Some enterprises have already seen the benefits of SaaS and perhaps on-demand computing, so for them cloud computing is the next logical step. With its ability to save companies electricity costs (the data centre is effectively outsourced) and reduce IT management, configuration and maintenance headaches, it’s got some compelling advantages. It also means paying for IT resources rateably, instead of making capital investments and then depreciating them.

For others, it will be a leap too far. As Sybase CEO John Chen told CBR when we met him in London last year, “There’s always a customer preference thing with IT. A lot of people want to buy it [their own IT infrastructure], own it, treat it as a capital expense and depreciate it over time.”

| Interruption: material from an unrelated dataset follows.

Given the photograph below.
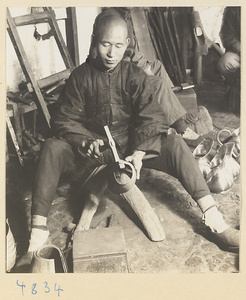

Chen says the company has various cloud computing capabilities to pursue thanks to the likes of its iAnywhere mobile messaging and management platform, analytics, integration and data warehousing.  “You still need a database and messaging in the cloud, so this is all goodness to us,” he says.
Of course, as with any new paradigm in IT, there are potential drawbacks to work past. “Service levels, security, and performance are all areas where customers will need reassurance and clear evidence of adequate resilience,” according to Butler Group’s Jennings.

The 451 Group’s Fellows sees even more potential stumbling blocks: “Security, red tape, fate sharing, legacy infrastructure, connectivity, offline access, performance, volume, SLA management, job security and territorialism, to name a few.” Against this backdrop, only ‘bleeding edge’ enterprises are likely to be ready for cloud computing today.